# Inference Code

Download dataset and pretrained models

In [17]:
# Download dataset
! gdown "https://drive.google.com/uc?id=1bLxeZUA6Xsk7V6ktU4jGINm1O7hq2hHJ&confirm=t"
# Download protrained model. Comment the following line to use "trained_model" from train code.
! gdown "https://drive.google.com/uc?id=1kE_1AFNtRi-5lOEveMdhAdt-QOjEWrFR&confirm=t"
! unzip -o -q tabular-playground-series-aug-2022.zip

Downloading...
From: https://drive.google.com/uc?id=1bLxeZUA6Xsk7V6ktU4jGINm1O7hq2hHJ&confirm=t
To: /home/poyehchen/Courses/introduction-to-machine-learning-2022/final/tabular-playground-series-aug-2022.zip
100%|██████████████████████████████████████| 2.38M/2.38M [00:00<00:00, 55.2MB/s]
Downloading...
From: https://drive.google.com/uc?id=1kE_1AFNtRi-5lOEveMdhAdt-QOjEWrFR&confirm=t
To: /home/poyehchen/Courses/introduction-to-machine-learning-2022/final/trained_model
100%|██████████████████████████████████████| 19.3k/19.3k [00:00<00:00, 42.5MB/s]


In [18]:
import numpy as np
import pandas as pd
import os
import joblib
from sklearn.impute import KNNImputer
from sklearn.preprocessing import StandardScaler
from scipy.stats import rankdata

pd.set_option('display.max_columns', None)
pd.set_option('display.max_rows', None)

Set file paths and load pretrained model.

In [19]:
BASE = os.getcwd()
test = pd.read_csv(BASE + "/test.csv")
submission = pd.read_csv(BASE + "/sample_submission.csv")
models = joblib.load("trained_model")

Preprocess `test` as we did to `train`

In [20]:
data = test
data["loading"] = np.log1p(data["loading"])
feature = [f for f in data.columns if f.startswith("measurement") or f == "loading"]

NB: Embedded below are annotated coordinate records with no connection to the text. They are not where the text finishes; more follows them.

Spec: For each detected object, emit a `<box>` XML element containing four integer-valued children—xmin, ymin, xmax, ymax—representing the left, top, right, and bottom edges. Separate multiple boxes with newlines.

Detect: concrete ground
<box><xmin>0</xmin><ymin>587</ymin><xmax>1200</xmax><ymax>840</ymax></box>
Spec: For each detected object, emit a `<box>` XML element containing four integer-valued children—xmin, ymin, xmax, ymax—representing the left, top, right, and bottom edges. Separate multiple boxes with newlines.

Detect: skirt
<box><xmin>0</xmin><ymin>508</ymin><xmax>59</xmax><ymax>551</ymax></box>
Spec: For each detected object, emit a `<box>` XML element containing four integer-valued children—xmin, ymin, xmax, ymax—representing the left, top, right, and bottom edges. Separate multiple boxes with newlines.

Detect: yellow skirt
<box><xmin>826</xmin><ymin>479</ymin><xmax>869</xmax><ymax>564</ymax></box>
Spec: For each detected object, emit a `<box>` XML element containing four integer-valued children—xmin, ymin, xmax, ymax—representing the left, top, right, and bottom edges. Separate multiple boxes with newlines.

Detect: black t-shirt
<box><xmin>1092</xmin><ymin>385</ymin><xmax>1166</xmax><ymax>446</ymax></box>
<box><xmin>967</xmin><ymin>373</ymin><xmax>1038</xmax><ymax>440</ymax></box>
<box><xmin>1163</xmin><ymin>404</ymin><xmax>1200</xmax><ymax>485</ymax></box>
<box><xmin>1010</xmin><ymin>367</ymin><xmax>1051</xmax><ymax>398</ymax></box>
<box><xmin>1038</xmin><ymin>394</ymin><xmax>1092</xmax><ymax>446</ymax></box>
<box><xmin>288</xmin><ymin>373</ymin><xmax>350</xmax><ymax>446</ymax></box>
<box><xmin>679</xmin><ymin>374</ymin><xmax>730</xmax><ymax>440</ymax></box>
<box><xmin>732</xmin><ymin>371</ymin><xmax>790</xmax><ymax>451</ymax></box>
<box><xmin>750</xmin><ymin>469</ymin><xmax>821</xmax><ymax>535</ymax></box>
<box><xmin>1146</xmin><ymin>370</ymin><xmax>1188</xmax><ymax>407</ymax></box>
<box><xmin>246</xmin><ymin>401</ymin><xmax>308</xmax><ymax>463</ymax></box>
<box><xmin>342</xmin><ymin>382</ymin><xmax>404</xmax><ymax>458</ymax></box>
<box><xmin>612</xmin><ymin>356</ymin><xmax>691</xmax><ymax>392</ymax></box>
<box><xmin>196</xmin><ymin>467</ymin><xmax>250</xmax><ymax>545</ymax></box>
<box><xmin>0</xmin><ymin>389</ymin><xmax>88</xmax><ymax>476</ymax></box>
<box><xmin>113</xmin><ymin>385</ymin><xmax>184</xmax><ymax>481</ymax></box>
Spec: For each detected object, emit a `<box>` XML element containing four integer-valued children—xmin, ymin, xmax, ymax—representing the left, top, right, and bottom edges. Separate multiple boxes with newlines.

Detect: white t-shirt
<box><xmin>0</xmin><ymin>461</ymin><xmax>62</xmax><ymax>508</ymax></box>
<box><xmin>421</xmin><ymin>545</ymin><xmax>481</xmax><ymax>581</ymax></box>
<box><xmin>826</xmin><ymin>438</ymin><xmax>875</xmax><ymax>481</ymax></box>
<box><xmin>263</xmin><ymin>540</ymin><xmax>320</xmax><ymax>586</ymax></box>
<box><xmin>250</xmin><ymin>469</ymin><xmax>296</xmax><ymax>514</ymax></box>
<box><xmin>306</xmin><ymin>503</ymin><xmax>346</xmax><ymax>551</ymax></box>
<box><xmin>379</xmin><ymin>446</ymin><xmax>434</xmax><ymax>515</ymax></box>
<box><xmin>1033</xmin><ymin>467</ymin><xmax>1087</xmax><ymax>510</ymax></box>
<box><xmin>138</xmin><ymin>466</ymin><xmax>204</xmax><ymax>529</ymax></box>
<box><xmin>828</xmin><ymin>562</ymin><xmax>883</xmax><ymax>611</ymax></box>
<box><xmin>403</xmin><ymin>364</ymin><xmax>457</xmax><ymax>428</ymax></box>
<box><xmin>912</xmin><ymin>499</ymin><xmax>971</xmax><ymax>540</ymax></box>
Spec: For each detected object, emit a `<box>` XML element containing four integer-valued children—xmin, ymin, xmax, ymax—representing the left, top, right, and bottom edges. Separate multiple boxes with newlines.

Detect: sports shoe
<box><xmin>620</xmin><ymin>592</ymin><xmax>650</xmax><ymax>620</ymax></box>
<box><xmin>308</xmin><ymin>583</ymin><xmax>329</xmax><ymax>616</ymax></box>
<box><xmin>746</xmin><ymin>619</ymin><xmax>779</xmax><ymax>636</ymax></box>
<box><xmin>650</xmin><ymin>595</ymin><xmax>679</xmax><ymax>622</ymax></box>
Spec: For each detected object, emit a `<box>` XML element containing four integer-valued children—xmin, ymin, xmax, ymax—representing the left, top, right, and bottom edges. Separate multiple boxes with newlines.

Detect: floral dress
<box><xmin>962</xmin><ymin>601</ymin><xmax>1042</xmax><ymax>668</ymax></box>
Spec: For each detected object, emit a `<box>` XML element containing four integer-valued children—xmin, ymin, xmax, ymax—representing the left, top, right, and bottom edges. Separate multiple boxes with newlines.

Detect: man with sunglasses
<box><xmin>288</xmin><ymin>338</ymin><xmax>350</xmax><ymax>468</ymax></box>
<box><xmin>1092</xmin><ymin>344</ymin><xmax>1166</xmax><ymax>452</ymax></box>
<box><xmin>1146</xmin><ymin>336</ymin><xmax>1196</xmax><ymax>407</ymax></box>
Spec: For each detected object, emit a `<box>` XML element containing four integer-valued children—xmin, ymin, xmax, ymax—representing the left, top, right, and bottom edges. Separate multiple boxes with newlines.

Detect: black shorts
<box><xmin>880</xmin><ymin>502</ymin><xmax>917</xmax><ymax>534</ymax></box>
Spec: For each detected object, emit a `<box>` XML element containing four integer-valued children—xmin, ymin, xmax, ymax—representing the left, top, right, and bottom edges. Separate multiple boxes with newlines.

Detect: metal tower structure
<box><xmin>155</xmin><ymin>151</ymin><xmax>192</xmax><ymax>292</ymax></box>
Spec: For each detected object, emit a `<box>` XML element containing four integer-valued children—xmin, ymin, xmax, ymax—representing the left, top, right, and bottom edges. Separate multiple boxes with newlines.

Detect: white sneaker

for code in data.product_code.unique():
    model = KNNImputer(n_neighbors=5)
    print(f"KNN imputing code {code}")
    data.loc[data.product_code==code, feature] = model.fit_transform(data.loc[data.product_code==code, feature])

test = data

KNN imputing code F
KNN imputing code G
KNN imputing code H
KNN imputing code I


In [21]:
def scale_data(data, feats):
    scaler = StandardScaler()
    
    scaled_data = scaler.fit_transform(data[feats])
    
    new_data = data.copy()
    
    new_data[feats] = scaled_data
    
    assert len(data) == len(new_data)
    
    return new_data

In [22]:
def predict_model(cur, select_feature):
    lr_test = np.zeros(len(test))
    for i in range(5):
        test_data = test.copy()
        test_data = scale_data(test_data, select_feature)
        lr_test += models[cur][i].predict_proba(test_data[select_feature])[:, 1] / 5
    submission[cur] = lr_test

Use the pretrained models to predict `test`, with the same `select_feature` as we trained to `fs0`-`fs3`.

In [23]:
predict_model('fs0', ['measurement_2', 'loading', 'measurement_17'])
predict_model('fs1', ['measurement_7', 'loading', 'measurement_17'])
predict_model('fs2', ['measurement_5', 'loading', 'measurement_17'])
predict_model('fs3', ['measurement_8', 'loading', 'measurement_17'])

Produce prediction.

In [24]:
submission['rank0'] = rankdata(submission['fs0'])
submission['rank1'] = rankdata(submission['fs1'])
submission['rank2'] = rankdata(submission['fs2'])
submission['rank3'] = rankdata(submission['fs3'])

submission['failure'] = submission['rank0'] * 0.4 + submission['rank1'] * 0.3 + submission['rank2'] * 0.2 + submission['rank3'] * 0.1
submission[['id', 'failure']].to_csv('submission.csv', index=False)